C’était aussi la première fois que, à 50 ans d’intervalle, les explorateurs européens observaient et décrivaient les modifications foudroyantes d’une société … indépendantes de leur intervention.
L’île a été colonisée par des Polynésiens originaires des îles de la Société (Tahiti), vers 1200 ap. J.-C. La langue, les références culturelles et l’organisation sociale des Pascuans sont ainsi restées proches de celles des Polynésiens.
Une particularité les en distingue toutefois : l’érection des grands Moais, ces magnifiques statues sombres aux yeux de corail.
Ces éléments emblématiques de l’île de Pâques, qui représentent les ancêtres héroïsés, ne sont pas restés vénérés durant 500 ans : encore dressés lors du passage du néerlandais Jakob Roggeveen en 1722, qui décrit par ailleurs une île boisée, les Moais avaient été abattus, dans un paysage quasi désertique, lors du voyage de James Cook en 1774, et la religion des insulaires avaient totalement changé.
La question des modes de transport et des techniques de redressement de ces immenses moais, alignés parfois par dizaines, a suscité beaucoup d'interrogations. Le mystère est à présent résolu (ce qui est très bien restitué dans le film).
Comme pour l'élévation des menhirs, des dolmens ou des grands obélisques égyptiens, les blocs étaient déplacés couchés ou relevés, en les faisant glisser sur des rondins de bois. Le maintien latéral des monolithes durant le transport, puis lors de leur installation sur un socle, était assuré par un ingénieux système de cordages, dont la tension était savamment équilibrée de part et d'autre du bloc.
Même si des accidents de parcours arrivaient, le grand nombre de moais encore en élévation montre bien qu'en matière de transport de charges de plusieurs tonnes, la technologie n'avait pas besoin d'être très compliquée : ce qui primait sur l'Île de Pâques comme en Égypte ou dans l'Europe néolithique, c'était l'ingéniosité, l'expérience accumulée... et le grand nombre d'ouvriers !
Les recherches archéologiques les plus récentes, qui incluent des analyses de la flore ancienne, ont confirmé plusieurs modifications majeures dans la structure de la société et l’environnement, la plus importante intervenant entre 1500 et 1600 : durant cette période, l’île a été drastiquement déboisée, ce qui a dû entraîner une pénurie dramatique en bois d’œuvre et combustible et entraîné des dissensions internes.

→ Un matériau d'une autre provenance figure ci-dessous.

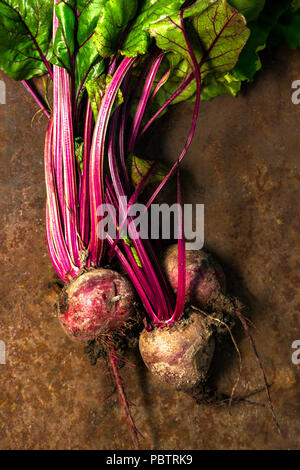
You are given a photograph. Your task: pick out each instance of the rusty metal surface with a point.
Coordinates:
(244, 165)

A défaut d’être un succès commercial, le film a fait couler de l’encre parce que ces réalisateurs ne se sont pas encombrés de principes écologiques : à l’issue du tournage l’ensemble des décors installés en plein air ont été abandonné sur place. Cartons, éléments en résine et structures en métal ont jonché la campagne pendant des mois. Contradiction ultime : le film se voulait une fable sociale et écologique sur la préservation des ressources naturelles, en liant déclin de la société pascuane et défrichements abusifs.